たとえば、贈る相手の数が多い場合は相場の下限に近い金額に揃え、特にお世話になった方お一人だけ少し高めのものを選ぶなど、メリハリをつけることが家計管理の基本です。また、早めに計画を立てることで、交通機関の早割や事前購入割引を活用できるケースもあります。


まとめ

今回のポイントを整理すると次のとおりです。

- お中元の相場は3,000円〜5,000円が目安。贈る相手との関係性に応じて調整し、最初から高額にしすぎないことが長く続けるコツです。
- 地域によってお中元の時期が異なることを忘れずに。関東(東京)は7月1日〜7月15日、東海(名古屋)・関西(大阪)は7月15日〜8月15日、九州(福岡)は8月1日〜8月15日が目安です。
- 帰省時の手土産は2,000円〜5,000円程度が一般的。渡す相手の人数や関係性に合わせて無理なく選びましょう。
- 帰省費は「交通費+手土産+食事代など」の合計で把握すると全体像が見えやすくなります。

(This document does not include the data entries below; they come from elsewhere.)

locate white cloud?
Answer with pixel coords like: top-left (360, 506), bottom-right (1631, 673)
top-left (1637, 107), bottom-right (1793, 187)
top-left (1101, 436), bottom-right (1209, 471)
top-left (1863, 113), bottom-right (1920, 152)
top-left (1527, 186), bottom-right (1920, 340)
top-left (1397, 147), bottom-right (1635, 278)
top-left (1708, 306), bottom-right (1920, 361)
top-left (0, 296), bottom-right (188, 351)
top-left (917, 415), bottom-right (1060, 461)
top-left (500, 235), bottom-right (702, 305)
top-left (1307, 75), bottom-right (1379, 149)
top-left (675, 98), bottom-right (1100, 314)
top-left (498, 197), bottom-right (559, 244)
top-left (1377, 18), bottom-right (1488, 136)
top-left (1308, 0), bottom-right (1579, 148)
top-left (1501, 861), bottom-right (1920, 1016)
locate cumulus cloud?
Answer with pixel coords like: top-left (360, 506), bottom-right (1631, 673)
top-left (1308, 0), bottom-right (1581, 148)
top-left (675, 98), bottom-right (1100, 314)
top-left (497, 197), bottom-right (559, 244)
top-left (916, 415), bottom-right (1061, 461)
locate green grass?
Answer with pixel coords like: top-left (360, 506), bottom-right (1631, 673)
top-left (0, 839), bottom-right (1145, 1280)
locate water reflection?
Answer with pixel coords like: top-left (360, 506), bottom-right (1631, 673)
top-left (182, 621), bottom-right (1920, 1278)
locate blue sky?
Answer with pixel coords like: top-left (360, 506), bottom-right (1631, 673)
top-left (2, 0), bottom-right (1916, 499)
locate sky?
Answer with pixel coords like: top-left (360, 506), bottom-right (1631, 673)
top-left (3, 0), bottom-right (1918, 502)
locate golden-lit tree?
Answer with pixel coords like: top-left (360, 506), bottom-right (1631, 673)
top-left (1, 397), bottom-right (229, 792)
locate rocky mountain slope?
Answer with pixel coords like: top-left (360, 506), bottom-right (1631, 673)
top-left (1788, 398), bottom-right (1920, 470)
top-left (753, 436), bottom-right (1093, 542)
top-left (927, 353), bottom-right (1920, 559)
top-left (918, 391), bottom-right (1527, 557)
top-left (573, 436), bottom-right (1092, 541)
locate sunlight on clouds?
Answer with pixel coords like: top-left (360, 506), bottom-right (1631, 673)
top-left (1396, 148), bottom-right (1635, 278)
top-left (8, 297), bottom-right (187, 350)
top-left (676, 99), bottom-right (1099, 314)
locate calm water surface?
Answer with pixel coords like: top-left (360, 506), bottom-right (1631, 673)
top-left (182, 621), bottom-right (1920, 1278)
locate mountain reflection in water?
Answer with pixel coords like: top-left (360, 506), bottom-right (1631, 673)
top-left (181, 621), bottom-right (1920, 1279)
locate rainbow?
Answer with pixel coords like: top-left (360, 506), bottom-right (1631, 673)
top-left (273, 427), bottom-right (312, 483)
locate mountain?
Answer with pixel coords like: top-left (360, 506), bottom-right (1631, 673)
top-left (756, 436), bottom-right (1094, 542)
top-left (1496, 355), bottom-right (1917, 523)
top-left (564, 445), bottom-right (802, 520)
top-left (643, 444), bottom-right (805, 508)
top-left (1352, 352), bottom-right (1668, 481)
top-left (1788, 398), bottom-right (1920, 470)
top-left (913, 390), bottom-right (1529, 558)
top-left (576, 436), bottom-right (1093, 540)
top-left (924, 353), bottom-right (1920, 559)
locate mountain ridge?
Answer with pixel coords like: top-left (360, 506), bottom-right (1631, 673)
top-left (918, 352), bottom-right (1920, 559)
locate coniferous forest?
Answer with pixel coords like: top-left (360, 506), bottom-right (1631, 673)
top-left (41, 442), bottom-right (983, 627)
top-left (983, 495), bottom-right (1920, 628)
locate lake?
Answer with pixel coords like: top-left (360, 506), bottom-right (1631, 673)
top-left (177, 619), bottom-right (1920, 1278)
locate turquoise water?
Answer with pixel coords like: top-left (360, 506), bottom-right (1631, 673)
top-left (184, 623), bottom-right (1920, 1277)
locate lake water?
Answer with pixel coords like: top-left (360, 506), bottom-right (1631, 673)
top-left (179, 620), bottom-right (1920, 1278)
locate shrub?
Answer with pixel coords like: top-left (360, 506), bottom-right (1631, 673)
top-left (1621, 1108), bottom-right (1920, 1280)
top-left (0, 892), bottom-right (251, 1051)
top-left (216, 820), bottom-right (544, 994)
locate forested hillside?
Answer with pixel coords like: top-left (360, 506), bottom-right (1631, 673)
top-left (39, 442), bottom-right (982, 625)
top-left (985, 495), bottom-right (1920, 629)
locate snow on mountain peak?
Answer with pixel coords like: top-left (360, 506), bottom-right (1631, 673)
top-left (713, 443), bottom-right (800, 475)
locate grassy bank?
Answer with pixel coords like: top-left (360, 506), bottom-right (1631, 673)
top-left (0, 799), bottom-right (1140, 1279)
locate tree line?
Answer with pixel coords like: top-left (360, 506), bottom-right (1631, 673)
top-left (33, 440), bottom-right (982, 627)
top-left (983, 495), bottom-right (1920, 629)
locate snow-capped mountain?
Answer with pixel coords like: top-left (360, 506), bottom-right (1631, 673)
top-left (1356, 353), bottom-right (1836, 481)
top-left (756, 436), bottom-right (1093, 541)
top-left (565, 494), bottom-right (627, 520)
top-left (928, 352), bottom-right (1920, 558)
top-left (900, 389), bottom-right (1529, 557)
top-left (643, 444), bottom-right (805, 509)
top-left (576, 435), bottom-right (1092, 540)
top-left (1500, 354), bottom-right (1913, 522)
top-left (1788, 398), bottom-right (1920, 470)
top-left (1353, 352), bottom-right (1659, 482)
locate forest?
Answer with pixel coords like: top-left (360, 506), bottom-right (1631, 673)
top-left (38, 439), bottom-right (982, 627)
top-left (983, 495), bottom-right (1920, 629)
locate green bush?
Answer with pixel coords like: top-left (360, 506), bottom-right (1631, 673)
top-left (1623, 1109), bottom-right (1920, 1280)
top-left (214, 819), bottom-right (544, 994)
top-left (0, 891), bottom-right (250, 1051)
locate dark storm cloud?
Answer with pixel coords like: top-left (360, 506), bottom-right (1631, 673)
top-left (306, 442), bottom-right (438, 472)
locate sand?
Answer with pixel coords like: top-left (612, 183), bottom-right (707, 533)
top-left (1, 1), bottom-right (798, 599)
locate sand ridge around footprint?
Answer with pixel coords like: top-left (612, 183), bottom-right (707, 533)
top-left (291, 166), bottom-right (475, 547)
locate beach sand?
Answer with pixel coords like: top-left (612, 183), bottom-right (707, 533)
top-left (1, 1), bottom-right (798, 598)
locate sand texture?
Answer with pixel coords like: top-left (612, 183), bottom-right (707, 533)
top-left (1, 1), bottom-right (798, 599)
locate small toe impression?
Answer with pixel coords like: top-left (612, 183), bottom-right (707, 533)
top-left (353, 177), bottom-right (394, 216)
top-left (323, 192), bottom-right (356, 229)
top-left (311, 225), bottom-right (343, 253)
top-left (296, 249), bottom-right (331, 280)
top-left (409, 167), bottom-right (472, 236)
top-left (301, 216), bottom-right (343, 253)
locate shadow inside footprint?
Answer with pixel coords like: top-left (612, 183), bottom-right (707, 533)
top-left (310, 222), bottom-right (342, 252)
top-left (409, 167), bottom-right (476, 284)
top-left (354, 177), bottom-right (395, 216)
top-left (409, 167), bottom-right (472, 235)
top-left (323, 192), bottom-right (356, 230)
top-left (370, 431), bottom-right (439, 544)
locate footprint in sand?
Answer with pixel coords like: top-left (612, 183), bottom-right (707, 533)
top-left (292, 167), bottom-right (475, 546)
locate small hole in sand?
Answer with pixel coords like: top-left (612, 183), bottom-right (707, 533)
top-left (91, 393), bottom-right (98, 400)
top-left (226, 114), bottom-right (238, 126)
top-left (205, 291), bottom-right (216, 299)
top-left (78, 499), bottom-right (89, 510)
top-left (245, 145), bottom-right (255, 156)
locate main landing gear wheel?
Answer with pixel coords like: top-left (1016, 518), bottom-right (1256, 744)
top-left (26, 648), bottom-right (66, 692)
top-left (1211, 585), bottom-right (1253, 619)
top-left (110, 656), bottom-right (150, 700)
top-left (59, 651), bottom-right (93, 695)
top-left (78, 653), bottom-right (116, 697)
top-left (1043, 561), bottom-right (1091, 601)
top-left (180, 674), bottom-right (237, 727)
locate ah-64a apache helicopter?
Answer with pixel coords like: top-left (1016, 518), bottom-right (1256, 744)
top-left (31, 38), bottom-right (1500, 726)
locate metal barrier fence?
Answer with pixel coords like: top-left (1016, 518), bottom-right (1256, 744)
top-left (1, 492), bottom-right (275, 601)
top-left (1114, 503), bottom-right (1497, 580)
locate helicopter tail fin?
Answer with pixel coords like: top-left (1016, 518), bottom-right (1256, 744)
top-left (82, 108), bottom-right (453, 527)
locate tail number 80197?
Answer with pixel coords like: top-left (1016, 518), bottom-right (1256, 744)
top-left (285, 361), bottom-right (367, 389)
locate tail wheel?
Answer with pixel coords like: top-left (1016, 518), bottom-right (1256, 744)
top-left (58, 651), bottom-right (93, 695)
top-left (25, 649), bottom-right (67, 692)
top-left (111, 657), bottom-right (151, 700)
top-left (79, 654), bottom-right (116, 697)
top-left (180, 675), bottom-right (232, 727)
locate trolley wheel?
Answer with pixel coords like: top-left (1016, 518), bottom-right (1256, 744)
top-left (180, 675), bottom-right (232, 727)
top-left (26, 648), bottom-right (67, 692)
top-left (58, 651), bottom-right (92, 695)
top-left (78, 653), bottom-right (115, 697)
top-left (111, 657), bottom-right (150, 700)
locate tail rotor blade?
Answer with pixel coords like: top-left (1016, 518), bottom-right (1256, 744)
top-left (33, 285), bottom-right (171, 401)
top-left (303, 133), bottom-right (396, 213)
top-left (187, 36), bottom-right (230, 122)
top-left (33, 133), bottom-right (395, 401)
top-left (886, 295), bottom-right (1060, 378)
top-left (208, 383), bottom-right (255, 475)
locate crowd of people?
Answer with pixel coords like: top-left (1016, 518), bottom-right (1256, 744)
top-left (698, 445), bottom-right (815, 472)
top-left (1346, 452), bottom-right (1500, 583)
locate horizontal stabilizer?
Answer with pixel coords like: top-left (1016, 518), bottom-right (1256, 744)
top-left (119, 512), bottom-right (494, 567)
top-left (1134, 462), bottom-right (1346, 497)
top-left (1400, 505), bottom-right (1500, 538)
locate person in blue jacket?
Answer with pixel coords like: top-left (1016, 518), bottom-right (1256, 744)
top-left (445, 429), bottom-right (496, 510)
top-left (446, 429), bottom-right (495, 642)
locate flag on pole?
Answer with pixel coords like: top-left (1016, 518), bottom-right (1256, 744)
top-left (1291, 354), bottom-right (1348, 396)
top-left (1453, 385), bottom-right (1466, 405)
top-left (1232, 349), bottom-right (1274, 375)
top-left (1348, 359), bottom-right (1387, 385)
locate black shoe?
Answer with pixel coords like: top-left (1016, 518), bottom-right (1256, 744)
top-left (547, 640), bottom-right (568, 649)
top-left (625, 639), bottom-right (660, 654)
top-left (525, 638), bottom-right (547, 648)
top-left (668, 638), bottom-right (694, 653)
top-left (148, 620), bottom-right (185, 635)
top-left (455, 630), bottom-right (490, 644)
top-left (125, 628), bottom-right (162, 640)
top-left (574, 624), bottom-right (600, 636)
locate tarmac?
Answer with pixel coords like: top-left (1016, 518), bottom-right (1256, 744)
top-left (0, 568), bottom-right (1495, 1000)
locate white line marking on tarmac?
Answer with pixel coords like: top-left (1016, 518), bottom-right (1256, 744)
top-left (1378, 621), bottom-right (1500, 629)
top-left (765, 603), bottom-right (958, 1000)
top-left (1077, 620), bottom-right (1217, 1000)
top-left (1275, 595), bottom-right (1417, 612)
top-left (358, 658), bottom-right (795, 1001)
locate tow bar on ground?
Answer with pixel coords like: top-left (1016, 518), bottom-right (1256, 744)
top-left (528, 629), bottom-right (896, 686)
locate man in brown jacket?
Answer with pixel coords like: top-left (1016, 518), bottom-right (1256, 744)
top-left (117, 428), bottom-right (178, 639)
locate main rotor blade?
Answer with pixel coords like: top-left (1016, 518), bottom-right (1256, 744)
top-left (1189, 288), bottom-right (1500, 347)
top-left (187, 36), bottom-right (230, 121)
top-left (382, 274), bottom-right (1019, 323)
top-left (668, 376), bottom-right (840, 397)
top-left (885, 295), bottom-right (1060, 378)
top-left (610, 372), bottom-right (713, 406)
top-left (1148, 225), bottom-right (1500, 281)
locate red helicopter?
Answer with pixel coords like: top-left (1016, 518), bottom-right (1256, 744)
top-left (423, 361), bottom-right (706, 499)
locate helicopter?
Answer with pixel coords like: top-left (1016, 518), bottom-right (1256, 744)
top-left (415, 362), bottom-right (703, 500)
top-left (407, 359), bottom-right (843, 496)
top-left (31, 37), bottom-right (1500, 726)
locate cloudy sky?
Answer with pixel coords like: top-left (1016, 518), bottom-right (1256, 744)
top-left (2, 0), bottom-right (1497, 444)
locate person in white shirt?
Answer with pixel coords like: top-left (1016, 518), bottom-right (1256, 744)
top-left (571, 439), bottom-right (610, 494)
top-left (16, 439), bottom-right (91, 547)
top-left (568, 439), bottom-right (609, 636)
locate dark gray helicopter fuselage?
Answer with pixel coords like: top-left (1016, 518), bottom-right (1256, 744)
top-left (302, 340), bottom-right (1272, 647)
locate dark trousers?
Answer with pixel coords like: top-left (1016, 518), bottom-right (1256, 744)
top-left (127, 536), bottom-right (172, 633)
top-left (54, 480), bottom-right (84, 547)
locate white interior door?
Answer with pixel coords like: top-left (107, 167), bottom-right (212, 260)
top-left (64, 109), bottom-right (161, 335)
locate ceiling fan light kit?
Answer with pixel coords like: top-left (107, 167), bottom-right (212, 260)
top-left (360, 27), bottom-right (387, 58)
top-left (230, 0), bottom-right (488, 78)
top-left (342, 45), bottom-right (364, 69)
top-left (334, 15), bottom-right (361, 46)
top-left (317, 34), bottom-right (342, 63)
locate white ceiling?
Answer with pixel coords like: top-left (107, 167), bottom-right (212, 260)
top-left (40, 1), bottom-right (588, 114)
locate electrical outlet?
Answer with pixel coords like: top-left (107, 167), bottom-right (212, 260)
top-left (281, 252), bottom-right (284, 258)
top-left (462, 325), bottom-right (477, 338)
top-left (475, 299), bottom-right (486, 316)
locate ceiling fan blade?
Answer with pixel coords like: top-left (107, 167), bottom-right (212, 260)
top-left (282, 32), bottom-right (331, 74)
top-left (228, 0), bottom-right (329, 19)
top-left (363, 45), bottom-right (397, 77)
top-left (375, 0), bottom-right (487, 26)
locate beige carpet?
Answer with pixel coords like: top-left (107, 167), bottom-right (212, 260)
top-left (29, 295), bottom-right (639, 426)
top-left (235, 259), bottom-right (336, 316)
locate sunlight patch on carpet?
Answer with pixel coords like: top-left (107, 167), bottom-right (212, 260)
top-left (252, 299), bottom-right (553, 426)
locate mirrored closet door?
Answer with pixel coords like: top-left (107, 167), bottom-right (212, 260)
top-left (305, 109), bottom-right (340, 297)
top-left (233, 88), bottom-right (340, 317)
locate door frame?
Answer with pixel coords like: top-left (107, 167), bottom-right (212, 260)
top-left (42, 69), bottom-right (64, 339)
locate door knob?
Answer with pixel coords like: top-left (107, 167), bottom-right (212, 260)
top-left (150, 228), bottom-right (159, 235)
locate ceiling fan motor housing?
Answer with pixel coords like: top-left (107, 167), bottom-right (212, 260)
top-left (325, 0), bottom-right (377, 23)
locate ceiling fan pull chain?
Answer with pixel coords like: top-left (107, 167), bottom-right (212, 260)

移動手段の見直しも有効な選択肢のひとつです。
- 夏の出費は「総予算を先に決め、その中で配分する」考え方が、気持ちを大切にしながら家計を守る近道です。

物価高が続く今だからこそ、感謝の気持ちはしっかり伝えながら、賢く家計を守る夏を過ごしていただければと思います。


【注意事項】
本記事に掲載している金額・相場・調査データ等は、執筆時点(2026年7月)において公開されている情報をもとに作成しています。各種金額はあくまでも目安であり、地域・時期・物価の変動・個人の状況によって異なります。

本記事の内容は一般的な情報提供を目的としており、特定の商品・サービスの購入や利用を勧めるものではありません。また、掲載情報の正確性・最新性について万全を期しておりますが、その内容を保証するものではありません。最終的なご判断はご自身でお願いいたします。